O fraturamento hidráulico foi objeto de regulacão pela Agência de Proteção do Meio Ambiente ( US Environmental Protection Agency), através do “Safe Drinking Water Act” e outros estudos e planejamentos[8]. Apesar da baixa quantidade de fluido de fraturamento lançado no poço, esse fluido chega a conter 750 produtos químicos e outros componentes. Alguns deles são inofensivos, como sal e ácido cítrico, mas outros são extremamente tóxicos, incluindo os BTEX compounds[9], que são considerados contaminantes, segundo “Safe Drinking Water Act” e poluentes para a atmosfera, segundo o 1990 U.S Clean Air Act. 14[10] .
Nos Estados Unidos, legisladores, tanto em nível estadual quanto federal estão empenhados na melhora da regulação do fraturamento hidráulico. Os Estados tem trabalhado para alcancar um equilíbrio entre os beneficios econômicos gerados pelo desenvolvimento do shale gas e os potenciais riscos para saúde e meio ambientes locais. Dentre as sessões legislativas de 2011 e 2012, 29 Estados introduziram 170 projetos e 14 deles aprovaram leis referentes ao óleo e gás não convencional, com assuntos variando desde os processos de fraturamento hidráulico até o dever de publicidade (disclosure) dos produtos químicos usados no fracturing. Dezesseis Estados estabeleram a obrigação de publicidade ate o fim de 2012[11]. O Governo Federal também está incentivando a colaboração entre as agências para melhor coordenar as pesquisas governamentais no assunto.
O estudo dos impactos da exploração do shale gas também tem sido objeto de preocupação na União Européia, que emitiu, em fevereiro de 2014, a Recomendação 2014/70/EU, estabelecendo os princípios mínimos para a exploração e a produção de hidrocarbonetos mediante fraturação hidráulica pelos Estados-Membros, que devem observar a necessidade de preservar e proteger o meio ambiente, a saúde da população e a informação aos cidadãos[12].
Uma "recomendação", no entanto, não é vinculante. Quando a Comissão Europeia publica uma recomendação, permite às instituições conhecer os seus pontos de vista e sugere uma linha de conduta sem, todavia, impor uma obrigação legal aos seus destinatários[13]. Apesar de as recomendações da União Européia não serem aplicadas no Brasil, a Recomendação 2014/70/EU pode ser tomada como paradigma, uma vez que os países europeus são bastante cautelosos em relação à utilização do frauturamento hidráulico.

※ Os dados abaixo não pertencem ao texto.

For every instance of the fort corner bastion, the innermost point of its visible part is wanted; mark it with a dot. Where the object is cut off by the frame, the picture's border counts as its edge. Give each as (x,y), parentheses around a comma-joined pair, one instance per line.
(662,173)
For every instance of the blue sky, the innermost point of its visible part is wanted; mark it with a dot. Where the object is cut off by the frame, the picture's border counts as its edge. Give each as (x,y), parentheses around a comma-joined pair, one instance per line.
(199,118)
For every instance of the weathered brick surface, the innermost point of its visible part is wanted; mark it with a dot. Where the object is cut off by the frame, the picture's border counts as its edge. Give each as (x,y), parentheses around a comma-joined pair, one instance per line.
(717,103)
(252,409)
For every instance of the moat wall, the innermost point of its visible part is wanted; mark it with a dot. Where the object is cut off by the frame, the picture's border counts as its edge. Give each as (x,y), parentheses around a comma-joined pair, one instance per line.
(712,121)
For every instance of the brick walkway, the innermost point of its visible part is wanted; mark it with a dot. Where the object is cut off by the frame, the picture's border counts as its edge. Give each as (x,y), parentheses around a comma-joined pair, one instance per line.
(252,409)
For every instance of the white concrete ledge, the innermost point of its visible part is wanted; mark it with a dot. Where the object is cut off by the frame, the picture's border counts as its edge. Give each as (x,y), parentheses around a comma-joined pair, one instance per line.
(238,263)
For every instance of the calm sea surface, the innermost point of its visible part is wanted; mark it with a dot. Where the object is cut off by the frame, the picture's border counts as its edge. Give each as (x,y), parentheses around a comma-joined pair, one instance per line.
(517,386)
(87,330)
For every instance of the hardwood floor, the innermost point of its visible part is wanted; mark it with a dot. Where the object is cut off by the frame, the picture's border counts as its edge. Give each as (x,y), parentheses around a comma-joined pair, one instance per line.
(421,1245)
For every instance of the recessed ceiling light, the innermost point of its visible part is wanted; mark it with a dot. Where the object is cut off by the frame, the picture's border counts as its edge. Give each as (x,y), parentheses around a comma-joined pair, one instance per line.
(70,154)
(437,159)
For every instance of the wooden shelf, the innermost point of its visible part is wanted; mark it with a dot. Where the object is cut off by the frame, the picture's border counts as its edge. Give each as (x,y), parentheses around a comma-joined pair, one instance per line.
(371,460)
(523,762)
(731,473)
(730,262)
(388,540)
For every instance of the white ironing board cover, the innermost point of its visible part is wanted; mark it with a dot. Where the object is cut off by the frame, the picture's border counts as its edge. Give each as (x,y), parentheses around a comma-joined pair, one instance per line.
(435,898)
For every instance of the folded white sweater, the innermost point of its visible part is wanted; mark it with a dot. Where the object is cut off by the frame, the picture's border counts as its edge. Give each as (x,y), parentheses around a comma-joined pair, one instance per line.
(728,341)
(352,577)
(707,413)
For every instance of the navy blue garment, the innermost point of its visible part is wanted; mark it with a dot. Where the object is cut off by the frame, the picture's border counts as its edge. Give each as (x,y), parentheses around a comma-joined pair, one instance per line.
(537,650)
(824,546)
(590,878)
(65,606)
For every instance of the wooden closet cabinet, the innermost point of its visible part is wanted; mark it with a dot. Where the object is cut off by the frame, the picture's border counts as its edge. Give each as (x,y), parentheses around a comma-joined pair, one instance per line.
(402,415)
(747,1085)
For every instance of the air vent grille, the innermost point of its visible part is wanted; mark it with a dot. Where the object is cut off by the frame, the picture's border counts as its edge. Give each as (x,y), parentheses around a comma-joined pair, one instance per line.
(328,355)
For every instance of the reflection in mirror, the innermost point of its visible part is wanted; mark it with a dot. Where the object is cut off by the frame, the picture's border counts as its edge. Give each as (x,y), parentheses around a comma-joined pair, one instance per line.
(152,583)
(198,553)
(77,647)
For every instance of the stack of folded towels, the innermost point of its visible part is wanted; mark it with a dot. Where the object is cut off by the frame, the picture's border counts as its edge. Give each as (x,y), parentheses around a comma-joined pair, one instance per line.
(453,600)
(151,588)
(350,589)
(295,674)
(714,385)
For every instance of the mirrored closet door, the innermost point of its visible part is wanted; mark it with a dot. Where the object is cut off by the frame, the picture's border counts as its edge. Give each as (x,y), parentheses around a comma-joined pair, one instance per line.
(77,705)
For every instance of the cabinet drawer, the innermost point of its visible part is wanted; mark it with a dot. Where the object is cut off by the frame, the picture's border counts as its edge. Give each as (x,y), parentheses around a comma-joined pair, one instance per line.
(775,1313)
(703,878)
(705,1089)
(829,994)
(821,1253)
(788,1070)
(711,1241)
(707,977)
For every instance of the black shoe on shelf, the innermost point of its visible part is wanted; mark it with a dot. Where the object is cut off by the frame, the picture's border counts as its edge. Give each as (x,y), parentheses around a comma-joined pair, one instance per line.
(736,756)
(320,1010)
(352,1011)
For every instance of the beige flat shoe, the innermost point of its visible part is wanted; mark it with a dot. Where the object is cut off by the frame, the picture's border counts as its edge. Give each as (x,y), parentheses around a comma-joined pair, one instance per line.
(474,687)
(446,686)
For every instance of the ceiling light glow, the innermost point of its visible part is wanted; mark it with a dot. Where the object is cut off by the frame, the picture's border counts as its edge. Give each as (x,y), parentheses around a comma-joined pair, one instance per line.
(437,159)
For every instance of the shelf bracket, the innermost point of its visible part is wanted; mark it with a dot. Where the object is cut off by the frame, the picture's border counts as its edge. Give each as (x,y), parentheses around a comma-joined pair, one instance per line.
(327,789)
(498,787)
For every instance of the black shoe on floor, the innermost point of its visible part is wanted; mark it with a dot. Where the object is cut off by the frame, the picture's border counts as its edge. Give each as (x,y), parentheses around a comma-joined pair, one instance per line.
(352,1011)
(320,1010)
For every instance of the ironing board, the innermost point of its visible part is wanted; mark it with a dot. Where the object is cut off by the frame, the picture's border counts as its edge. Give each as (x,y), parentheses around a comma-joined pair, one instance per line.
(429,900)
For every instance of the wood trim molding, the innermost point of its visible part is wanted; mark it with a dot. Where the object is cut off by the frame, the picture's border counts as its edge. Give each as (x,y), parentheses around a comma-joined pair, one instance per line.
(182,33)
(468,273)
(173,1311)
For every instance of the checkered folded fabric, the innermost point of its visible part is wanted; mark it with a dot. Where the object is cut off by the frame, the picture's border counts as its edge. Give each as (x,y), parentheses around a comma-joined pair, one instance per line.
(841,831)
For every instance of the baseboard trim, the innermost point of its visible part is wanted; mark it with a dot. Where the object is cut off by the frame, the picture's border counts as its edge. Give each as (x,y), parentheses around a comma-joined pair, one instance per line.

4. A EXPLORAÇÃO E PRODUÇÃO DO SHALE GAS NO BRASIL
4.1. A 12ª Rodada
A 12ª rodada de licitação de gás natural foi promovida pela Agência Nacional do Petróleo (ANP) no final de novembro de 2013. Das 72 áreas para exploração de gás natural arrematadas, 54 apresentam alto potencial para a produção do chamado gás não convencional, também conhecido como gás de xisto ou, no termo em inglês, shale gas[14].
No Brasil, a exploração do gás de xisto sofre oposição de entidades dos setores sindical, socioambiental e sanitário. Algumas organizacões se opuseram à realização do leilão, já que não havia ainda regulação sobre o assunto. O Ministério Público Federal de Cascavel/PR ajuizou ação civil pública, distribuída na 1ª Vara Federal de Cascavel/PR[15], objetivando a suspensão dos efeitos decorrentes da 12ª rodada, que ofereceu a exploração de gás de folhelho na modalidade fracking (fraturamento hidráulico), na bacia do rio Paraná. A ação se deu com base em potenciais riscos ao meio ambiente, à saúde humana e à atividade econômica regional, além dos vícios que nulificam o procedimento licitatório. Por força de liminar judicial proferida nos autos da Ação Civil Pública, estão suspensos os efeitos dos contratos de concessão assinados no setor SPAR-CS no dia 15/05/2014 e está suspensa a assinatura dos demais contratos de concessão dos blocos localizados no setor SPAR-CS.
No Brasil, apesar das questões ambientais envolvidas, os órgãos ambientais competentes, o Ministerio do Meio Ambiente, o Conselho Nacional do Meio Ambiente (Conama) e o IBAMA, ainda não disciplinaram oficialmente a questão. A fim de regular a exploração do gás de xisto, a ANP, responsável pela 12ª Rodada de Licitação, na qual se previu a possibilidade de exploração de áreas com disponibilidade de gás natural pelo método não convencional, promoveu consulta e audiência pública, que resultaram na Resolução n. 21/2014, publicada no Diário Oficial da Uniao de 11 de abril de 2014. A Resolução tem por objetivo definir os requisitos a serem cumpridos pelos detentores dos direitos de exploração e produção de Petróleo e Gás Natural, que se utilizarão da técnica do fraturamento hidráulico em reservatório não convencional.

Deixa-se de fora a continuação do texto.